The next day Liz had to work, so Rich and I visited some shrines and temples in the area. Kyoto has 1200 shrines and is considered the cultural capitol of Japan. The temples we visited were beautiful. One temple we went to was up near the top of a hill and it was surrounded by the omnipresent cherry trees in full blossom. We also saw the biggest cherry tree in Japan in this one park. My timing for coming here was incredible as Liz said the trees just started blooming. Rich and I saw a few geisha ladies walking around. They looked incredibly beautiful in their kimonos and their faces painted bright white. I was able to take a picture with two of them. Unfortunately, I somehow got the mature ones and not the beautiful ones we saw earlier. One of the geishas I took a picture with looked a little suspiciously like Herman Munster and the other looked like Grandpa.

After returning from the temples, we went back to the apartment and Liz was home. When the cherry blossoms are in bloom there is a festival here called Hanami. The festival basically consists of drinking underneath the cherry blossom trees. Rich and I were a little tired from our day, but Liz rallied us and we went back out to enjoy the Hanami festival. We met a bunch of Liz’s coworkers near the giant cherry tree. It was a mob scene. There were people everywhere. Rich had been told that the Hanami festival is one time you get to see the Japanese let their hair down. This seemed to be the case as their were drunk people everywhere.
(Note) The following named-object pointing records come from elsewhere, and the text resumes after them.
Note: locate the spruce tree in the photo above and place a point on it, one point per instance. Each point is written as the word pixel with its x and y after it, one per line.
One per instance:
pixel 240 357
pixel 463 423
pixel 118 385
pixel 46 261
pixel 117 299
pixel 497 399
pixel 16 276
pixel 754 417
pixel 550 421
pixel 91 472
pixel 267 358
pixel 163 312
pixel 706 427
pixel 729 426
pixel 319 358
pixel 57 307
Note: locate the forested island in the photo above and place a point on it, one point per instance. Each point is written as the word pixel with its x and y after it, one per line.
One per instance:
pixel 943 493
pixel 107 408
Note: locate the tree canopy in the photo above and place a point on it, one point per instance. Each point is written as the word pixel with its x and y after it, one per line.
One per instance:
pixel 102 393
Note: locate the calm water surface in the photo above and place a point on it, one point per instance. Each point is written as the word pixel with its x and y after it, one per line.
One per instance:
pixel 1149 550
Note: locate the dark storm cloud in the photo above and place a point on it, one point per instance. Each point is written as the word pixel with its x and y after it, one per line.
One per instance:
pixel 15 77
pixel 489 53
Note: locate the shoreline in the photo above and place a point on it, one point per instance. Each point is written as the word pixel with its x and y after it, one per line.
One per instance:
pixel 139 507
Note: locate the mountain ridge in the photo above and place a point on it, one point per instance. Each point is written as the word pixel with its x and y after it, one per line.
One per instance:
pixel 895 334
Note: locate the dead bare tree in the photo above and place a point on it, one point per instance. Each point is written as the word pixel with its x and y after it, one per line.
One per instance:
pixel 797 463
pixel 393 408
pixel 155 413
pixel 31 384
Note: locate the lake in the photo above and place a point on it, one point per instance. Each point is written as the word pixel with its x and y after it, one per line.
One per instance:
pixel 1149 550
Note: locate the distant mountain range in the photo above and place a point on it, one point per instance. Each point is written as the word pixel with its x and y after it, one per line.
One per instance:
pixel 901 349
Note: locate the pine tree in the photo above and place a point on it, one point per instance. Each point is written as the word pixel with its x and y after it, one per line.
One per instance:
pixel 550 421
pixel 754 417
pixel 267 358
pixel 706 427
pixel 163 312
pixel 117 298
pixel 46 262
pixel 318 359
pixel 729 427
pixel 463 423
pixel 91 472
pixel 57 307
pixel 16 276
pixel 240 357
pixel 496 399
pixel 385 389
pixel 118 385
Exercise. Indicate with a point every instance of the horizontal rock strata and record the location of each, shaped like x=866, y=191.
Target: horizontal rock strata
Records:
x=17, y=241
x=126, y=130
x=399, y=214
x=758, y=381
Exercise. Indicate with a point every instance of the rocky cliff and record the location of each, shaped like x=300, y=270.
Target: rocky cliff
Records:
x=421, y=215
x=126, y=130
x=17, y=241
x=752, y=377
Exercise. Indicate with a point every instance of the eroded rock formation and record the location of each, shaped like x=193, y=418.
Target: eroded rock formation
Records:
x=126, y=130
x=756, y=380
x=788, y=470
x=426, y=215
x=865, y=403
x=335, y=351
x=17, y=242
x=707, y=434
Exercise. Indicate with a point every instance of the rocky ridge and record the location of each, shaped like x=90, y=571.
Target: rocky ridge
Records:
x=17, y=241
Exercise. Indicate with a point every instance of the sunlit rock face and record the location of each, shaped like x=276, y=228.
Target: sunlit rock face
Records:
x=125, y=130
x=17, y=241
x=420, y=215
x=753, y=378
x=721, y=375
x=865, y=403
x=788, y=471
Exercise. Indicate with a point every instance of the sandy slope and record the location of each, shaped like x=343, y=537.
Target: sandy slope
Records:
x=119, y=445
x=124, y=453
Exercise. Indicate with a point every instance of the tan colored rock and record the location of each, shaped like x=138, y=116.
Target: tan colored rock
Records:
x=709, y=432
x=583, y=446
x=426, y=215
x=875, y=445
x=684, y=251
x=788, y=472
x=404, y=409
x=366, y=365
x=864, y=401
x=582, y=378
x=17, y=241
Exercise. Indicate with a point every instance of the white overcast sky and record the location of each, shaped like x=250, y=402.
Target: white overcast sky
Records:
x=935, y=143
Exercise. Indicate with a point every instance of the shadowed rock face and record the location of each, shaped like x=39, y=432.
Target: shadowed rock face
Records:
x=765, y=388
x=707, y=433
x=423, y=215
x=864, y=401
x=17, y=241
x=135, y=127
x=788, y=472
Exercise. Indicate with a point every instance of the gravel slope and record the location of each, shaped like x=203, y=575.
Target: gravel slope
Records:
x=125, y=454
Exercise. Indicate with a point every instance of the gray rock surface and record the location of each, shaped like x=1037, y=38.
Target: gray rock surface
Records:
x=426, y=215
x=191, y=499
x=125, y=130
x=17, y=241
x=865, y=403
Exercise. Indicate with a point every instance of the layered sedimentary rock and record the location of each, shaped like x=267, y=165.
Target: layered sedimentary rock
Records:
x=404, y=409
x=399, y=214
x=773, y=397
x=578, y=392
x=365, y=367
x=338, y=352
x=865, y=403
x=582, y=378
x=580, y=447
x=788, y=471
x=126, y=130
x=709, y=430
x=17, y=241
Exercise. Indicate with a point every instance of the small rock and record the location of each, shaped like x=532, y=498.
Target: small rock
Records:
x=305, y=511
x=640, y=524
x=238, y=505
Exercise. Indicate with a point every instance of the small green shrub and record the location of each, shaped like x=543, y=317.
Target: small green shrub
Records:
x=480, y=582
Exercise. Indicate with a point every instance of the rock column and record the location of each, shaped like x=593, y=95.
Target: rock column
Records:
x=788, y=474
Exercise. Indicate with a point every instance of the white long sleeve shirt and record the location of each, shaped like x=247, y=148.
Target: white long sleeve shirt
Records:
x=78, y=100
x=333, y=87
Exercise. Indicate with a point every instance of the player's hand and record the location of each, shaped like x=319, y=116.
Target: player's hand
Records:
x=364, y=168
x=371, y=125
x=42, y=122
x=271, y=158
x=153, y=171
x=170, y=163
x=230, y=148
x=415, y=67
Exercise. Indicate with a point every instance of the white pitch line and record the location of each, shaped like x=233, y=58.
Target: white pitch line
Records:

In fact, a few were being dragged out of the park by their friends.

Being kind of tired at first I was not in the most sociable mood, but the spirit of the festival along with a bottle of saki and a passed around bottle of vodka revived me. Soon I was happy and having a great time. Then a bunch of Japanese came over and tried to talk to us and offered us some beer and a bucket of some food. They did not speak very good English, but they were very friendly. One guy was completely drunk and we could not make any sense from what he was saying. There were a couple of very cute Japanese girls and one kept hiding her head and saying “very sorry” over and over because of her drunk friend. We then passed them the bottle of vodka and soon I was taking pictures of them and them with me. They are very into the peace symbol and I have a couple of pictures of being surrounded by this Japanese group with all of us throwing out the peace symbol. After each picture I took of them they would say “thank you very much.” I thought this was funny that they were thanking me for taking their picture. They were the cutest group of people I think I have ever met. When we were leaving I went and said goodbye and they all wanted to slap me five. They all yelled and said goodbye to me. Rich said man Ted, we have read about how easily you meet people for two and a half months and now we saw you in action.